Question

General solution

Answer 1

huh? question? @LilySwan

Answer 2

She has given solution, we need to find what the question is.. :P

Answer 3

sorry network issue

Answer 4

It is okay..

Answer 5

There is a method to solve these types of Diff Equations..

Answer 6

If \(M.dx + N.dy = 0\) is non-exact, but it is in the form of \(y f(x,y)dx + x g(x,y)dy = 0\), and if \(Mx - Ny \ne 0\), then :
\[Integrating \; \; Factor = \frac{1}{Mx-Ny}\]

Answer 7

And General Solution is given by:
\[\int\limits (y \cdot f(x,y) \cdot IF) dx + \int\limits ( x \cdot g(x,y).

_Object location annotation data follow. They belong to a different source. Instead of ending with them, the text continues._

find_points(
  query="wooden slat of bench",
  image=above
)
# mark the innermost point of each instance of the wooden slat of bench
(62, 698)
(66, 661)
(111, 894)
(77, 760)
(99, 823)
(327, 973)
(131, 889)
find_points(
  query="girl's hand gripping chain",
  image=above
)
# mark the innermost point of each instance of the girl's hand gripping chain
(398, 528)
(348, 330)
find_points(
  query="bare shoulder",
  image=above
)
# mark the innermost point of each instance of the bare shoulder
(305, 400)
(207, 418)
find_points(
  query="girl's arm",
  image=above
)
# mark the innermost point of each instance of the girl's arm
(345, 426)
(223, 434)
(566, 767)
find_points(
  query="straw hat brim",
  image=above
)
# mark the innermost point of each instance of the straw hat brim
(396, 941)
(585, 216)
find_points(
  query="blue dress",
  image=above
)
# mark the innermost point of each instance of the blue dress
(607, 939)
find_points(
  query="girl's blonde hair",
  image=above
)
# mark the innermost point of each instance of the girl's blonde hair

IF) [\text{terms \not containing x}] dy = c\]

Answer 8

Your equation is :
\[y \sqrt{1+x^2}dx + x \sqrt{1+y^2} dy = 0\]

Answer 9

\[f(x,y) = \sqrt{1+x^2} \\ g(x,y) = \sqrt{1+y^2}\]

Answer 10

cant we take a more easier approach

Answer 11

I am also thinking the same.. :P

Answer 12

Okay, on your marks..

Answer 13

Your equation is :
\[y \sqrt{1+x^2}dx + x \sqrt{1+y^2} dy = 0\]
\[y \sqrt{1+x^2}dx = - x \sqrt{1 + y^2} dy \\ \frac{\sqrt{1+x^2}}{x} \cdot dx = \frac{-\sqrt{1+y^2}}{y} \cdot dy\]

Answer 14

Getting it? I just took second term on Right side in first step, then swap brought \(x\) and \(y\) on sides opposite to both, Good?

Answer 15

@unklerhaukus , save me from here..!!!

Answer 16

ok we used the separable method

Answer 17

Separable Method only if we can integrate those two big integrals, I gotta go now, but @ganeshie8 please help this girl with Differential Equations.. - water.

Answer 18

Or @iambatman